Palawan means “The Land of Beautiful Safe Harbor”. The name, once intended for merchant ships sailing through the centuries, takes a new meaning: a land of beautiful haven for every traveler who seeks refuge and oneness in nature. Palawan has been given numerous accolades as the country’s cleanest, greenest an most peaceful city. On top of this distinction, Palawan has been dubbed the “Last Ecological Frontier” in honor of its unique ecological balance. Safeguarding this frontier are the hospitable Palawenos who are deeply committees to the tenets of environmental conservation and protection.
The discovery of the Tabon Caves in Palawan’s Quezon municipality brought greater understanding of the roots of Philippine ancestry. The caves hold many treasures of Tabon Man’s beginnings dating back 50,000 years, from tone-age tools that simplified tasks to burial jars which proved his understanding of the divine. These archeological treasures along with the islands’ natural wonders beckon those who appreciate and enjoy rich heritage, and diverse terrestrial and marine resources.
Palawan Travel Facts and Tips
Land Area, Municipalities and Language With a land area of 1.5 million hectares, the province of Palawan is composed of 1,780 islands and islets. It is politically subdivided into 23 municipalities with Puerto Princesa as the capital city. English and Pilipino are widely spoken, as well as Cuyunon.
How to get there and go around By air, Palawan is connected to Manila via Puerto Princesa, El Nido, Busuanga, Taytay and Pamalican (Cuyo). There are also flights from Cebu and IloIlo going to the capital during peak season. By sea, major carriers travel from Manila to Coron and Puerto Princesa. Travel within the city proper is usually done via tricycles and jeepneys although one may rent a van or other private transportation. Getting to destinations can also be done through public transport or via pump boats for island travels.
What to wear and bring
Light casual wear is recommended. During rainy months, July to September, jackets and umbrellas are advisable. From March to May, pack sunscreen, sunglasses and a hat. Remember to bring insect repellent, mineral water and flashlight for activities like spelunking and trekking.
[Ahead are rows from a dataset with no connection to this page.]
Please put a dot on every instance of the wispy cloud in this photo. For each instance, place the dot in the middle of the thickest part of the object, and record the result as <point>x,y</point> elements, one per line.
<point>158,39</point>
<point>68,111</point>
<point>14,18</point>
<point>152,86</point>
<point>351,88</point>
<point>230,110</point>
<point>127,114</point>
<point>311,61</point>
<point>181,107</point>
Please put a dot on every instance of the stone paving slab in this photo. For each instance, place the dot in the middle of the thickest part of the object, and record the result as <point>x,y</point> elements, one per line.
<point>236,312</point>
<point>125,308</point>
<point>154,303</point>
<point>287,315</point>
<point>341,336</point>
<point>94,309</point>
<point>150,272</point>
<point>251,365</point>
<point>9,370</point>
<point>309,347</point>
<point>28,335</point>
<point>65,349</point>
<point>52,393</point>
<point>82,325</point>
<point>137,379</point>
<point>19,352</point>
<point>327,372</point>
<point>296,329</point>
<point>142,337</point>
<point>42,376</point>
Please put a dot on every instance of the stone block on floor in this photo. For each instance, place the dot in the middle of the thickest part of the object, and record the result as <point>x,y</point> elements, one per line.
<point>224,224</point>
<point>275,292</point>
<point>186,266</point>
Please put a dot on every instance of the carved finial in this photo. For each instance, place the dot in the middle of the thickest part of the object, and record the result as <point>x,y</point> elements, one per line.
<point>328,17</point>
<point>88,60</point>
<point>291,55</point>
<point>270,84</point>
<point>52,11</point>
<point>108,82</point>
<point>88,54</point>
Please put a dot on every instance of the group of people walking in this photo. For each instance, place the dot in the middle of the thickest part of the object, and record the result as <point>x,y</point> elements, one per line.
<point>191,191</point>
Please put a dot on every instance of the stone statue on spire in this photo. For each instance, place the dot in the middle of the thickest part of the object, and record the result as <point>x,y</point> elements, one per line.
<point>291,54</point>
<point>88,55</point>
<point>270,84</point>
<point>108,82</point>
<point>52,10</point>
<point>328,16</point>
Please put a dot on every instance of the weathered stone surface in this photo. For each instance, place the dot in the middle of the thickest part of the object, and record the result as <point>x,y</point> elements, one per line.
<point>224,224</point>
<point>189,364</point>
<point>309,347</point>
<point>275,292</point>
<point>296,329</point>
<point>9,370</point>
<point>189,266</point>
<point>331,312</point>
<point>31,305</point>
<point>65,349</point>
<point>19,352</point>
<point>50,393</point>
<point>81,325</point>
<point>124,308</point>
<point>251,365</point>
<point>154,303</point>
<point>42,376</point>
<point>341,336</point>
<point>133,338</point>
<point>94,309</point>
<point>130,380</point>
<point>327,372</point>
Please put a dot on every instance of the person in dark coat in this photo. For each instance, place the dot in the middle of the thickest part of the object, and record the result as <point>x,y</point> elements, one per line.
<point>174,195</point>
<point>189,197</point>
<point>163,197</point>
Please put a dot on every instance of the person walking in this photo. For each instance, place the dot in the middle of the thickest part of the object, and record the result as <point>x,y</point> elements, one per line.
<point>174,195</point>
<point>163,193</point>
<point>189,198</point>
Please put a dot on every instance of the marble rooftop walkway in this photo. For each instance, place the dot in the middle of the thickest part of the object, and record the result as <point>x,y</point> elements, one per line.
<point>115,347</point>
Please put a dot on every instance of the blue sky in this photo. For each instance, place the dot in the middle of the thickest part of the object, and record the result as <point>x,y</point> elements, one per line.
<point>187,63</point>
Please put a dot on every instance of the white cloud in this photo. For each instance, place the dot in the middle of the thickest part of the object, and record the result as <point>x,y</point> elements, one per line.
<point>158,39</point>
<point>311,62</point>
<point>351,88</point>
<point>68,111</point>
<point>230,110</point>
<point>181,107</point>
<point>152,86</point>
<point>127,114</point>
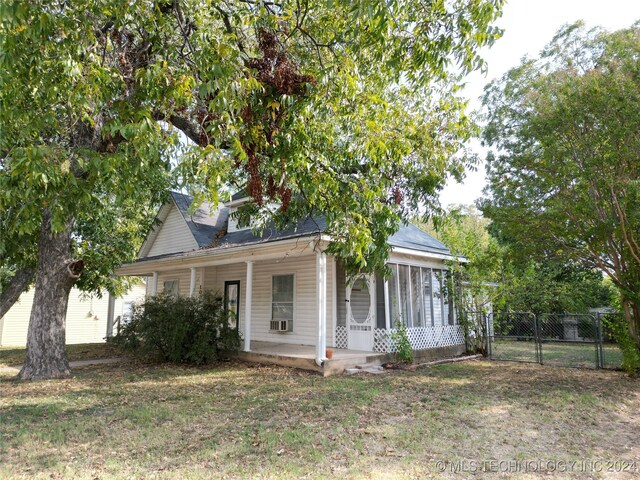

• Travelers’ Checks and currency exchange can be availed in the city. • Credit cards are accepted in major establishments. • Observe the Cleanliness and No Littering Policy. • Interactions with cultural minorities need to be coordinated with the Local Government Units. Diving in Tubbatah, expedition to the Calauit Sanctuary and tour of the Underground River also require permits. • Electricity runs 24 hours in the city but may be scheduled in some municipalities. Most island-based resorts operate their own power generating sets.